In Jan. 2012, two bicyclists went out for a ride. At the same time, a man who had been drinking was driving in the same direction. He slammed into them, which killed on of them and seriously injured the other. The fatal accident led to criminal charges being filed against that driver, and he was recently convicted in a Louisiana court.
The crash shattered the pelvis of, and caused other injuries to, the surviving bicyclist. He still has physical struggles and experiences memory and recall issues. Moreover, he can no longer enjoy long rides and has lost a friend.
Prosecutors presented evidence indicating that the driver of the vehicle had a blood alcohol content of .307 on the night of the crash. The legal limit in the state of Louisiana is .08, which means that the driver’s BAC was almost four times that limit. Additional evidence was presented that the responding officers attempted to conduct field sobriety tests, and the man was videotaped admitting that he was unable to perform at least one test.

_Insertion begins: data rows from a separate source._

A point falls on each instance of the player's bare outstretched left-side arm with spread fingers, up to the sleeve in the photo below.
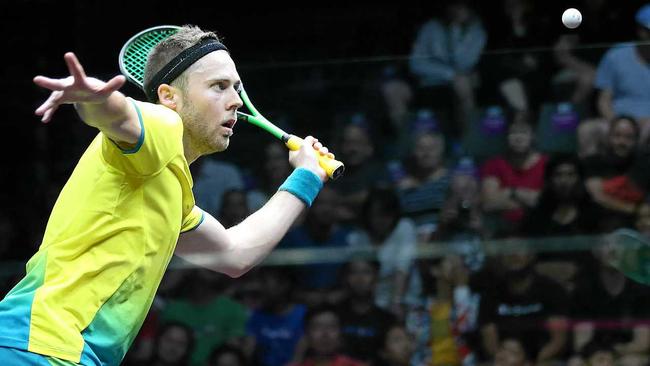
(98, 103)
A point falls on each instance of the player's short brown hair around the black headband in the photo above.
(165, 51)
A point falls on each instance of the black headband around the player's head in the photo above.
(180, 63)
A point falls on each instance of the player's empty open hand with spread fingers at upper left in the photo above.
(76, 88)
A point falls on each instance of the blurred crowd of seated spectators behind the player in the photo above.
(479, 135)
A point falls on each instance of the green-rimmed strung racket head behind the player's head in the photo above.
(133, 55)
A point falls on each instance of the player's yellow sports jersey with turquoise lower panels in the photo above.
(108, 242)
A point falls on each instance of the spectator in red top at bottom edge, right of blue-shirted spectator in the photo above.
(324, 339)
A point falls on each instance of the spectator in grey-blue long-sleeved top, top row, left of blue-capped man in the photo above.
(443, 60)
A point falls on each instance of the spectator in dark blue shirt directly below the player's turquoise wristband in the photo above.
(317, 282)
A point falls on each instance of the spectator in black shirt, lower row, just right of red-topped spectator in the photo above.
(363, 323)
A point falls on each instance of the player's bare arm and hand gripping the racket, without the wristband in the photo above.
(236, 250)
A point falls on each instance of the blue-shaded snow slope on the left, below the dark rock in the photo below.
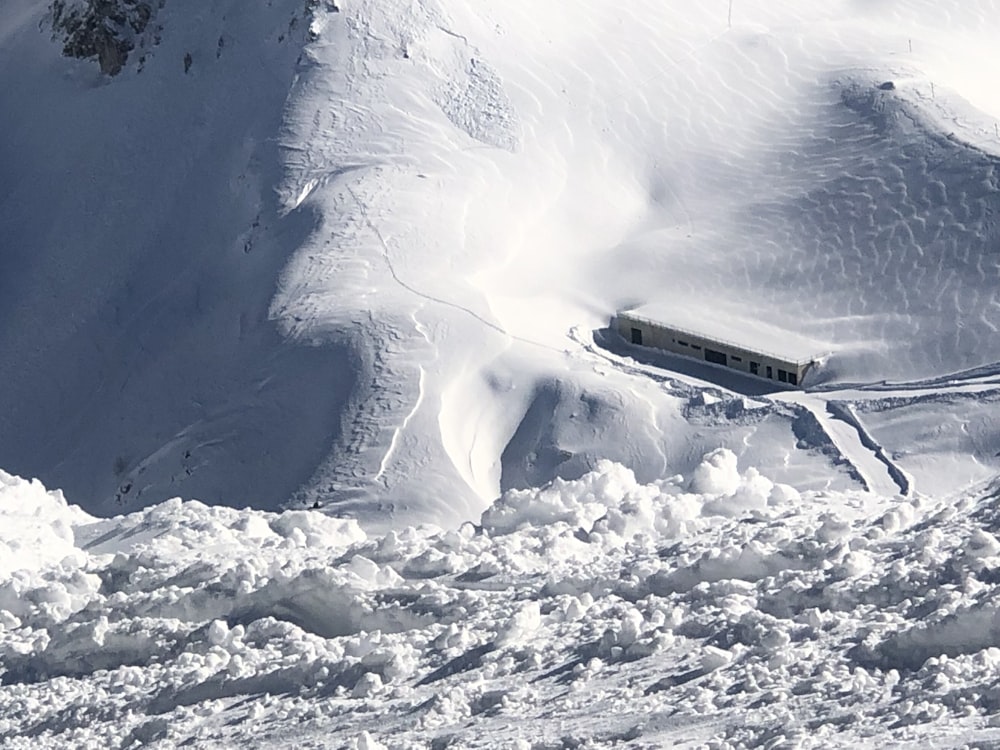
(140, 246)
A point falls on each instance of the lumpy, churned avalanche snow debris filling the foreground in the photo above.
(717, 610)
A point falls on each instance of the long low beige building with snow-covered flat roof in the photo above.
(752, 347)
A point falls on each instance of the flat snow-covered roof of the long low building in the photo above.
(749, 334)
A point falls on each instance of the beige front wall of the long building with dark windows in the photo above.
(689, 345)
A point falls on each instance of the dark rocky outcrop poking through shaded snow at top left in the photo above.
(107, 30)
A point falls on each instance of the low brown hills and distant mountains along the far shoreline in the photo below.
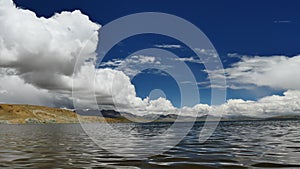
(29, 114)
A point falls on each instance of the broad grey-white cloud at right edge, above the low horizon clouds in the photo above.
(277, 72)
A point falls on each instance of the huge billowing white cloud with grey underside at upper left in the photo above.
(43, 51)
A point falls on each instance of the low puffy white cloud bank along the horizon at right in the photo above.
(268, 106)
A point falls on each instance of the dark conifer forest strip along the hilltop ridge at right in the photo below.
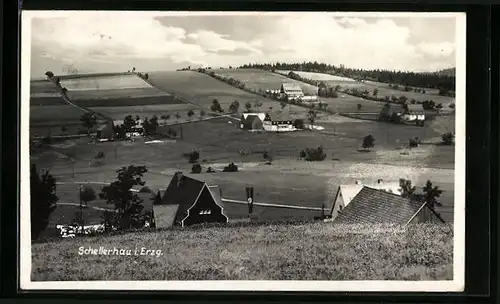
(436, 80)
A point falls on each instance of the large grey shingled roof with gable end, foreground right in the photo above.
(375, 206)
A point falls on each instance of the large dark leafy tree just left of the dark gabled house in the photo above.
(128, 205)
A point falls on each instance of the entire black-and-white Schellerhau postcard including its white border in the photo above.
(283, 151)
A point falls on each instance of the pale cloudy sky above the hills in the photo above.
(113, 41)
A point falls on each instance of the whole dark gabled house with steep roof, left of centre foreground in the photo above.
(188, 201)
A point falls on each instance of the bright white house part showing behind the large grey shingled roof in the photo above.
(346, 193)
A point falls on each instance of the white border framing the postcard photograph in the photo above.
(457, 284)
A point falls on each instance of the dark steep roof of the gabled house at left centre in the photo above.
(184, 191)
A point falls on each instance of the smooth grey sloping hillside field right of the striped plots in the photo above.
(201, 90)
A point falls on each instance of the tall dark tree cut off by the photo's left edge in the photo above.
(43, 200)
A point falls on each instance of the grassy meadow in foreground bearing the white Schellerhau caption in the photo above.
(310, 251)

A jury took less than an hour to find the man guilty. He faces prison time of between five and 30 years. This conviction could be offered as evidence in a wrongful death claim or personal injury claim filed in connection with this fatal accident.
The burden of proof in a civil court, defined as a preponderance of the evidence, is not as stringent as in a criminal proceeding. A criminal conviction can often provide reliable evidence of negligence, which is required to be proved in a civil action. If a party successfully documents negligence, the court may award financial damages recognized by our laws.